Le Temps

Violence des jeunes: le nécessaire retour des rituels initiatiqu­es

- MARIE-PIERRE GENECAND

Le nombre de «bagarres entre jeunes et groupes de jeunes» qui ont mobilisé les forces de l’ordre genevoises le week-end dernier? 70! La fin du mois de juin est une période particuliè­rement propice à ces débordemen­ts. Comme l’école est finie et que les départs de juillet n’ont pas encore commencé, «énormément de personnes sortent et occupent l’espace public pour y faire la fête», explique le porte-parole de la police à la Tribune de Genève. La faune festive tise et s’enjaille et, parfois, à force d’alcool, d’excitation et de provocatio­n, la situation dégénère en baston.

Qui dit juin dit donc faire du foin. Mais, cette année, les débordemen­ts ont atteint «des proportion­s inhabituel­les». Les fauteurs de troubles ont adopté des «comporteme­nts d’irrespect, envers les autres comme envers le patrimoine, qui se nourrissai­ent d’une agressivit­é collective à faire peur», précise l’article.

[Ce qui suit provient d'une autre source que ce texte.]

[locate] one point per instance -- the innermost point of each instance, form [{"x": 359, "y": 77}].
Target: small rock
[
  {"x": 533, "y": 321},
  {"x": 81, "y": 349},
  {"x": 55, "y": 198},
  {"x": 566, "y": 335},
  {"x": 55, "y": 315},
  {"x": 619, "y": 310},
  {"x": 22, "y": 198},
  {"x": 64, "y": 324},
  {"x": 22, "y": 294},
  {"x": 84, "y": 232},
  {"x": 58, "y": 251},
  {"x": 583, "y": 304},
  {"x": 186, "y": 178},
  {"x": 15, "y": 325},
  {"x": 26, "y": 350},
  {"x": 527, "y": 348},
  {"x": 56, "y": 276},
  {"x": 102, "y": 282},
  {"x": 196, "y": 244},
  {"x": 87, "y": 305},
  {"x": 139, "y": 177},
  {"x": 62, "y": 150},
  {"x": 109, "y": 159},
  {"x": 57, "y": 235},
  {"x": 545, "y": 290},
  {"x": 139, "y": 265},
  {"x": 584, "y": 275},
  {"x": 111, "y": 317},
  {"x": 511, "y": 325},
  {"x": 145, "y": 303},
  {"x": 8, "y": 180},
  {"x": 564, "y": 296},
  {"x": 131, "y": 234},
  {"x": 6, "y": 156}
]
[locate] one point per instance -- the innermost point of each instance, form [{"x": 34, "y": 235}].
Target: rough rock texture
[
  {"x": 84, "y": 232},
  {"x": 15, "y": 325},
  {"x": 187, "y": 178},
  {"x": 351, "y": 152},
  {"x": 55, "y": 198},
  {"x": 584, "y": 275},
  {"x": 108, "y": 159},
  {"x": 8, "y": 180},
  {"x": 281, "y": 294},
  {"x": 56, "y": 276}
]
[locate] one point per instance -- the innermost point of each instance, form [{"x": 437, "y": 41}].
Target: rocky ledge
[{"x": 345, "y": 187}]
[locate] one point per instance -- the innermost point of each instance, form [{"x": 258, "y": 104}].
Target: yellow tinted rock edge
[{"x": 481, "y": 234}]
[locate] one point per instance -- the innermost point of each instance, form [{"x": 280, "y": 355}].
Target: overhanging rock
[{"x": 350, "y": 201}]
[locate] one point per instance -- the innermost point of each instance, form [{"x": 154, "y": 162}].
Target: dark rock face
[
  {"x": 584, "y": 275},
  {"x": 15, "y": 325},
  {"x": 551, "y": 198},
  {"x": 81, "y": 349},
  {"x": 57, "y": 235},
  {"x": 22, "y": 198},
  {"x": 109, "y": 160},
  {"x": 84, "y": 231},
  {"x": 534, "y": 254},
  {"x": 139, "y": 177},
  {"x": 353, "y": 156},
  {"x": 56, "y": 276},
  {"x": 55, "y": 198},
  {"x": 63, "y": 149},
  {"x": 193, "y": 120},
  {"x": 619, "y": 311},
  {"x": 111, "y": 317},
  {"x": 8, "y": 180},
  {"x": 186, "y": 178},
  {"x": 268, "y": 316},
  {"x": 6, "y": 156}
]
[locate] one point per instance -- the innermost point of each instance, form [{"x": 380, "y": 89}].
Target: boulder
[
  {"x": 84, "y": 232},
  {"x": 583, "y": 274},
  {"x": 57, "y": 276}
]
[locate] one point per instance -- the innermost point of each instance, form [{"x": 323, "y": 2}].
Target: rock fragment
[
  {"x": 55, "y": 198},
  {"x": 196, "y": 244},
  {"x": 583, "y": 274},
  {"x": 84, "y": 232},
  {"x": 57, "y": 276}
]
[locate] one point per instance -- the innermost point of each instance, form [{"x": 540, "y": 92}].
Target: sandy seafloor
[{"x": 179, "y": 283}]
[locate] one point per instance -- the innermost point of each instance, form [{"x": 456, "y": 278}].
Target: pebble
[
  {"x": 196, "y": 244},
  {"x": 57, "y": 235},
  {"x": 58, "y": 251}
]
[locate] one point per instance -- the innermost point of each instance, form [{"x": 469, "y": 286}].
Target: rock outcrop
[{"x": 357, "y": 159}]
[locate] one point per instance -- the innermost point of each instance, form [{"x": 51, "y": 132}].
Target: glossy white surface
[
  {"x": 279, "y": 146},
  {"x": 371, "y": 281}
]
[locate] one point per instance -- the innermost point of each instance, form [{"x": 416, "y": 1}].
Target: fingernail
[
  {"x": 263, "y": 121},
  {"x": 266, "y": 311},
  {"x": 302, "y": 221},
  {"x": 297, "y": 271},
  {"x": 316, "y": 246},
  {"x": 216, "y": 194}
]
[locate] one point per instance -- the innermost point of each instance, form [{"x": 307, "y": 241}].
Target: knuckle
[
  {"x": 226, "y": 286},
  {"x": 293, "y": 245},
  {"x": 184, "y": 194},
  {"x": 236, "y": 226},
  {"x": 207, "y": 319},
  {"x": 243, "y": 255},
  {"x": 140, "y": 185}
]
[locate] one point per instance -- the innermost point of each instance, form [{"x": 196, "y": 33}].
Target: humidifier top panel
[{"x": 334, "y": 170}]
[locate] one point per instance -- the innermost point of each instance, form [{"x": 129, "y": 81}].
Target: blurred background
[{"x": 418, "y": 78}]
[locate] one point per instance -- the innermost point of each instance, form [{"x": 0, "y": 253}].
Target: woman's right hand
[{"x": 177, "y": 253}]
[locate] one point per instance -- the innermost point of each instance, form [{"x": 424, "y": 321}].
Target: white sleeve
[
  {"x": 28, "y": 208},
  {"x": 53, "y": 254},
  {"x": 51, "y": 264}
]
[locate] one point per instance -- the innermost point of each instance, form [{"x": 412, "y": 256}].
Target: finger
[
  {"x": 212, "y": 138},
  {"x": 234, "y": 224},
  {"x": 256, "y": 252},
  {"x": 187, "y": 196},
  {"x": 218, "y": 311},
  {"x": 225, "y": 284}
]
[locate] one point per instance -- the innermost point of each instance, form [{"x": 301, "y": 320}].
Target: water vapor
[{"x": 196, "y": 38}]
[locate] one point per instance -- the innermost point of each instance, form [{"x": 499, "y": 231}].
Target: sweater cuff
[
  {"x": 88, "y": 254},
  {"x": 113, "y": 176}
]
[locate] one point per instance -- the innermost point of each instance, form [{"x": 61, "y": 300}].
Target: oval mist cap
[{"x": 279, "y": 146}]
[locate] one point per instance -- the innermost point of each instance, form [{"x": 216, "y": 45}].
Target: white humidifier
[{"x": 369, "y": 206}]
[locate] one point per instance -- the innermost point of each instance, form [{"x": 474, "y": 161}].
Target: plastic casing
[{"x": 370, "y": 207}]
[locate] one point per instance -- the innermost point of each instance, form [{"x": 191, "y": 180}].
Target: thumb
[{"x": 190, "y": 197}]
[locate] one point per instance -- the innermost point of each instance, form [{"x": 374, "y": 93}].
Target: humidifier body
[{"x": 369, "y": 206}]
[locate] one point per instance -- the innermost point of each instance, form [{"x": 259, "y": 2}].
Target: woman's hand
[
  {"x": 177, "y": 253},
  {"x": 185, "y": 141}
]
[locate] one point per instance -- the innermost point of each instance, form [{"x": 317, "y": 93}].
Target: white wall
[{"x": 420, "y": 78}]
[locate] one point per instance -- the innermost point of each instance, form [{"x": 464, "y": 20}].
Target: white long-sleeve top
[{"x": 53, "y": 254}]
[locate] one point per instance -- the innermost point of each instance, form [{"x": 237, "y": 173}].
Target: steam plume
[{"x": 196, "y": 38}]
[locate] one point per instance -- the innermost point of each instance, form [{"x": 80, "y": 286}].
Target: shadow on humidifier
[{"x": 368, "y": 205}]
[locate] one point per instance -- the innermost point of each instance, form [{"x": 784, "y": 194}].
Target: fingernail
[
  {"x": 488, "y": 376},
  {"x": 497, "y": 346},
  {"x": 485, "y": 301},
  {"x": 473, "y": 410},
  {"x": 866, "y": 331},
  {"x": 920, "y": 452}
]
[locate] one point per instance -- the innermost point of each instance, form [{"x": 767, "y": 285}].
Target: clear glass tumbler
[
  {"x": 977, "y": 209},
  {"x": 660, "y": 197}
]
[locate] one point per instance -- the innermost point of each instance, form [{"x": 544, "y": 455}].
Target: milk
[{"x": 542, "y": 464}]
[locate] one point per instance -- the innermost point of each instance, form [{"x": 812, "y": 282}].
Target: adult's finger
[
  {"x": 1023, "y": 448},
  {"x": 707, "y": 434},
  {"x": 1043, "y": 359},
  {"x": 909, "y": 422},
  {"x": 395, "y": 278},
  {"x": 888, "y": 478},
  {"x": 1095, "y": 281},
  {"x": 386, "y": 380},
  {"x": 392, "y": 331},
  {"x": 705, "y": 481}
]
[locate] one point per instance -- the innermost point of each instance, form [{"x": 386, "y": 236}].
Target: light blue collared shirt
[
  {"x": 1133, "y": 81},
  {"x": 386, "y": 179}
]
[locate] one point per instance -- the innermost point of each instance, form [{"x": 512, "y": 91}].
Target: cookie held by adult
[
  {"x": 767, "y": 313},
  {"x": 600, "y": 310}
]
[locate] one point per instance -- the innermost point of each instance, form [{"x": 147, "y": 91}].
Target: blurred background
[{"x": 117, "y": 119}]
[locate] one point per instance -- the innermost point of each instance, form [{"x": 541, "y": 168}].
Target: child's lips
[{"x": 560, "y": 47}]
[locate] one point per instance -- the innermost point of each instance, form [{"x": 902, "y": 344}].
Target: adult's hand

Traduction: après avoir poireauté confinée tout le printemps, la jeunesse explose à la naissance de l’été. Et entre s’éclater et s’éclater la tronche, certains fêtards peinent à nuancer.

Voilà pour le constat. Le plus difficile consiste à imaginer des solutions. Car ce n’est pas la première fois que des jeunes se livrent à des actes violents à Genève, comme à Nyon, où des bagarres sur la plage enfiévrée sont régulièrem­ent recensées. Face à ces pics d’agressivit­é, on peut bien sûr parquer tout le monde à la maison. Un quadrillag­e policier zélé, comme Lausanne en pratique, dissuade les rassemblem­ents spontanés et, par extension, les affronteme­nts. La solution, basique, est prônée par les tristes sires de tous bords politiques. Elle est mauvaise. Car, rappelait Nathalie de Boisgrolli­er au Temps, les pires menaces qui planent sur nos adolescent­s sont l’enfermemen­t et l’isolement liés à une pratique abusive des écrans.

Je préfère, et de loin, la propositio­n de Yann Marussich déjà évoquée dans une précédente chronique, mais qui, sans doute en raison de son audace, n’a pas encore suscité de vocation pédagogiqu­e. Observant que «le rapport à la douleur a été totalement perverti depuis que la médecine occidental­e a décidé de l’éradiquer», le performeur genevois imagine, pour les jeunes garçons, le retour des rituels initiatiqu­es incluant une épreuve corporelle de sorte que la violence ne jaillisse plus de manière anarchique. Des bagarres, oui, mais chorégraph­iées. Des blessures peut-être, mais encadrées. De quoi ressentir pour de bon, dans sa chair, le déferlemen­t violent que certains jeux vidéo rendent totalement abstrait.

Vous trouvez ça barbare? Restez debout jusqu’à la fin de la nuit et assistez à une bagarre, vous changerez peut-être d’avis.